Before Shōgun was renewed—and moved out of the Emmys’ limited-series categories—your guess for which drama would come out on top this year was as good as mine. Netflix’s 2021 champ, The Crown, felt like the de facto front-runner despite the muted response to its final season. Amazon’s Fallout was coming on (very) strong, with spectacular audience numbers and solid reviews, but still seemed to lean a little too genre to go all the way with the TV Academy. Starry series like The Morning Show and The Gilded Age had been around for several seasons without being nominated for the best-drama Emmy, so for those likely contenders, it was still one step at a time.
But all of this gaming-out may now be moot. I’m David Canfield, and with FX’s announcement that more Shōgun is in development, a clear front-runner has settled in. The feudal-Japan-set epic was a ratings smash for FX, charting on Nielsen for months as episodes rolled out weekly on Hulu, and it remains the most critically acclaimed new show of the year. That’s a rare, potent combination, especially given that most of the show’s dialogue is in Japanese and many of its cast members have yet to experience any US awards success. That will soon change.

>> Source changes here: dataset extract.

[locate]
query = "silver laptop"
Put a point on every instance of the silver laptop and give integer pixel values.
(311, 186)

Shōgun’s positioning also reflects an unusual change of pace in the race for best drama. Only one show in the past decade has won that award for its first season: Hulu’s The Handmaid’s Tale, whose timing in the early days of the Trump era gave it a leg up. Otherwise, this category has been dominated by the likes of Game of Thrones, Succession, and The Crown—though none of those shows went all the way for season one. Shōgun’s front-runner status speaks to just how resoundingly it landed—and, perhaps, just how eager the industry is to anoint a successor for its most coveted trophy.
Anything can still happen—but Shōgun’s impact will likely extend to every drama-category acting race too. The main theme: Can its brilliant, Japanese-speaking cast outpace heavyweights from the US, Britain, and Ireland? Hollywood icon Hiroyuki Sanada has a compelling career narrative to ride, with movie stars Gary Oldman (Slow Horses) and Colin Farrell (Sugar) also circling lead actor. Anna Sawai is on the opposite end of the spectrum, a true discovery crashing a field led by such massive names as Emma Stone (The Curse), Jennifer Aniston (The Morning Show), and Imelda Staunton(The Crown). Such is the way of Shōgun this spring, though: Underestimate this phenomenon at your own peril.